Comparez la réceptivité naturelle des enfants et des adultes.

TSThierry Sudan
23 avril 202613 min de lecture

« Maman, je ne veux pas aller chez le dentiste. » Voilà une phrase que j’entends souvent dans mon cabinet, rapportée par des parents un peu désemparés. Et la question qui suit immanquablement est : « Est-ce que l’hypnose pourrait aider mon enfant ? Est-ce que ça marche sur les enfants ? » Il y a cette idée répandue que les enfants seraient « naturellement » plus réceptifs à l’hypnose, comme si leur imaginaire débordant les rendait plus ouverts à cet état modifié de conscience. J’ai même entendu des confrères dire que les enfants sont « des sujets hypnotiques remarquables ». Mais est-ce vraiment le cas ? Sont-ils plus suggestibles que les adultes ? La réponse, comme souvent en hypnose, est nuancée. Et elle dépend moins de l’âge que de la manière dont on aborde la personne, quel que soit son âge.

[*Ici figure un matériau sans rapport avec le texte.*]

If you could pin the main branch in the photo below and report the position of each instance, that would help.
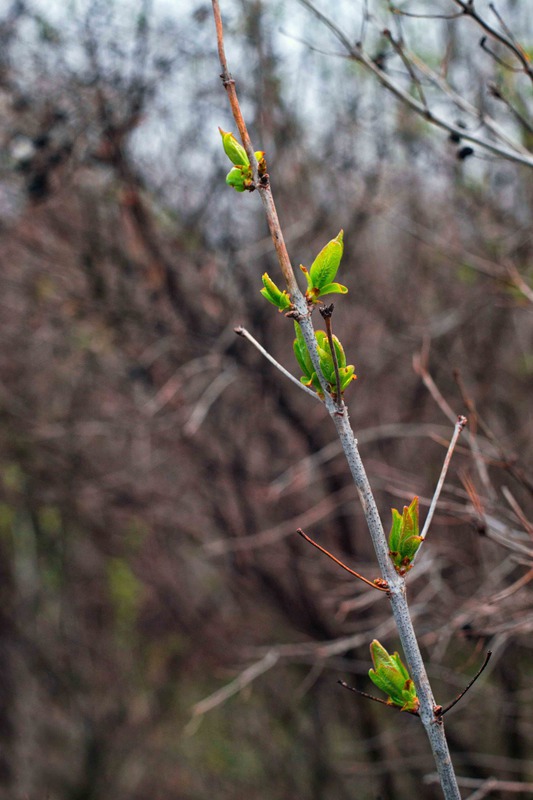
(339, 413)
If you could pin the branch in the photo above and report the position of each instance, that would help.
(340, 418)
(507, 41)
(459, 427)
(240, 331)
(246, 677)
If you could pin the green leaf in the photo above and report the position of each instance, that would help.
(347, 376)
(391, 676)
(333, 288)
(326, 264)
(234, 150)
(274, 295)
(307, 277)
(404, 539)
(236, 179)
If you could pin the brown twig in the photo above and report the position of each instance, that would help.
(510, 43)
(262, 184)
(399, 49)
(381, 586)
(459, 427)
(440, 711)
(357, 53)
(327, 313)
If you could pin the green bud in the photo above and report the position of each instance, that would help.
(235, 178)
(274, 295)
(404, 538)
(234, 151)
(326, 264)
(391, 676)
(302, 355)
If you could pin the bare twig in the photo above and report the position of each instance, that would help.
(511, 44)
(488, 784)
(357, 53)
(247, 335)
(459, 427)
(379, 586)
(440, 712)
(375, 699)
(237, 685)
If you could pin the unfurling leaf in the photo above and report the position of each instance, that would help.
(326, 264)
(391, 676)
(320, 278)
(333, 288)
(274, 295)
(404, 538)
(237, 179)
(234, 151)
(346, 373)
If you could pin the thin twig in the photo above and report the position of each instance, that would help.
(459, 427)
(399, 49)
(511, 44)
(237, 685)
(240, 331)
(326, 314)
(371, 697)
(400, 609)
(374, 585)
(356, 53)
(442, 711)
(401, 13)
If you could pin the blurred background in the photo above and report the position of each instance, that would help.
(164, 633)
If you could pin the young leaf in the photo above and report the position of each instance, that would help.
(404, 539)
(326, 264)
(391, 676)
(333, 288)
(235, 178)
(234, 151)
(302, 355)
(274, 295)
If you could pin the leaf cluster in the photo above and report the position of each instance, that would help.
(240, 176)
(391, 676)
(327, 365)
(404, 538)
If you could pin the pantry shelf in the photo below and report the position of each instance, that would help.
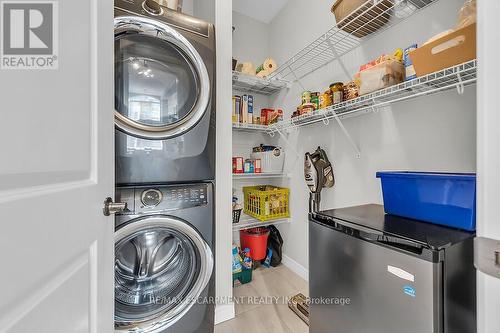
(249, 83)
(247, 222)
(456, 77)
(259, 175)
(367, 21)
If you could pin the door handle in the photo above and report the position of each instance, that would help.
(111, 207)
(487, 256)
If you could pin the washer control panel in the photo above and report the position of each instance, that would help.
(163, 198)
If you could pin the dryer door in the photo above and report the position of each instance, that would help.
(162, 87)
(162, 265)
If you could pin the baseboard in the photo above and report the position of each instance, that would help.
(295, 267)
(224, 312)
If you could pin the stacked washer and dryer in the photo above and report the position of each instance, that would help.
(165, 169)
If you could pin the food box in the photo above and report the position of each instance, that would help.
(450, 50)
(383, 75)
(447, 199)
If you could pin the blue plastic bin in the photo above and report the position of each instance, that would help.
(442, 198)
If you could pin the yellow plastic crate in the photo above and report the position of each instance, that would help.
(266, 202)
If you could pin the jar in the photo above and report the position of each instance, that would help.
(351, 90)
(306, 97)
(306, 108)
(337, 90)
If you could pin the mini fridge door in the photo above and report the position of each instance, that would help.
(373, 288)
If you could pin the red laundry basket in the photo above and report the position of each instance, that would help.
(256, 240)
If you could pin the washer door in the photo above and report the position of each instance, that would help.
(162, 265)
(162, 88)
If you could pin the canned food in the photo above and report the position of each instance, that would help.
(337, 90)
(306, 108)
(325, 100)
(306, 97)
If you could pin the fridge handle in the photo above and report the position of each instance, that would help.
(401, 244)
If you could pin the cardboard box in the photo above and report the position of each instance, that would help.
(450, 50)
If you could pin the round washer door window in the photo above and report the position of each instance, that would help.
(162, 86)
(162, 265)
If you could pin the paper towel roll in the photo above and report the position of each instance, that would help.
(269, 66)
(246, 68)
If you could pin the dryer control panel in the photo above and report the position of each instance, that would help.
(162, 198)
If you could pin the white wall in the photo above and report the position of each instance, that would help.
(250, 39)
(430, 133)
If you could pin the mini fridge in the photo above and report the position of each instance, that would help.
(375, 273)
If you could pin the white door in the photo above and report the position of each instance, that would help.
(56, 167)
(488, 162)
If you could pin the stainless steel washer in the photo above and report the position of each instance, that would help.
(164, 262)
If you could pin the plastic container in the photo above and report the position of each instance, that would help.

Je vais vous raconter l’histoire de Léa, 8 ans, et de son papa, Julien, 42 ans. Léa était venue pour une peur des orages qui l’empêchait de dormir seule. Julien, lui, m’avait consulté quelques mois plus tôt pour un stress professionnel. Ce qui m’a frappé, ce n’est pas que Léa « entrait » plus vite en hypnose que son père, mais plutôt la nature de leur accueil. Léa n’avait pas besoin de comprendre le « pourquoi » du processus. Elle me disait simplement : « D’accord, on fait comment ? » Julien, lui, avait besoin de cartographier le territoire : « Combien de temps ça dure ? Est-ce que je vais perdre le contrôle ? Est-ce que je vais me souvenir de tout ? » Cette différence est fondamentale. Elle ne dit pas qu’un enfant est plus suggestible, mais qu’il a moins de filtres conceptuels. Il n’a pas encore construit ce mur de « comment ça devrait marcher ». L’adulte, lui, arrive souvent avec un manuel d’utilisation préétabli. L’enfant, lui, vient juste jouer.

Un enfant ne se demande pas si l’hypnose va marcher. Il se demande simplement si le jeu proposé est amusant. Et c’est là que réside toute la différence.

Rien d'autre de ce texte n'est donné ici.